You are viewing a plain text version of this content. The canonical link for it is here.
Posted to solr-user@lucene.apache.org by kshitij tyagi <ks...@gmail.com> on 2018/01/08 11:05:50 UTC

In-place update vs Atomic updates

Hi,

What are the major differences between atomic and in-place updates, I have
gone through the documentation but it does not give detail internal
information.

1. Does doing in-place update prevents solr cache burst or not, what are
the benefits of using in-place updates?

I want to update one of the fields of the documnet but I do not want to
burst my cache.

What is the best approach to achieve the same.

Thanks,
Kshitij

Re: In-place update vs Atomic updates

Posted by Shawn Heisey <ap...@elyograg.org>.
On 1/8/2018 10:17 PM, kshitij tyagi wrote:
> 1. Does in place updates opens a new searcher by itself or not?
> 2. As the entire segment is rewriten, it means that frequent in place
> updates are expensive as each in place update will rewrite the entire
> segment again?
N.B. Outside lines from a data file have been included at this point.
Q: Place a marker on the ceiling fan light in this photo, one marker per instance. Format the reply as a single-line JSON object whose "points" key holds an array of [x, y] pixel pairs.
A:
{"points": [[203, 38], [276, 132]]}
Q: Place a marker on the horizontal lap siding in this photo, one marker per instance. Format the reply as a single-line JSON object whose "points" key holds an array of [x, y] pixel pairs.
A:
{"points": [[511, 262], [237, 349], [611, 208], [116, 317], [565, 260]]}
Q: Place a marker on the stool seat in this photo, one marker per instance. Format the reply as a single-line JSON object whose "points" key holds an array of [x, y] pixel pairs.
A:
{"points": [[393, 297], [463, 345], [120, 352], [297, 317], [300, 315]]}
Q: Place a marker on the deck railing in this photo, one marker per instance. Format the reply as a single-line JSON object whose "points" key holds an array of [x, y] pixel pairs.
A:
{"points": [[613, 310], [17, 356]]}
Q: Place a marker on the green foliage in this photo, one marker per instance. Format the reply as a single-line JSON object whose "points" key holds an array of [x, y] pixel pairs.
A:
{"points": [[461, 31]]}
Correct me here if my understanding is not correct.

Opening a new searcher is not related to the update.  It's something 
that happens at commit time, if the commit has openSearcher=true (which 
is the default setting).

In-place updates don't rewrite the entire segment, they only rewrite 
part of the docValues information for the segment -- only the portion 
for the fields that got updated.  The information is written into a new 
file, and the original file is untouched.

If there are multiple fields with docValues and not all of them are 
updated, then it would not be possible to delete the old file until the 
segment gets merged.  I am not sure about what happens if *every* field 
with docValues is eligible for in-place updates and all of them get 
updated.  If that were the case, then it would be possible to have an 
optimization that removes the old docValues file, but I have no idea 
whether Lucene actually has that as an optimization.  I would not expect 
most indexes to be eligible for the optimization even if Lucene can do it.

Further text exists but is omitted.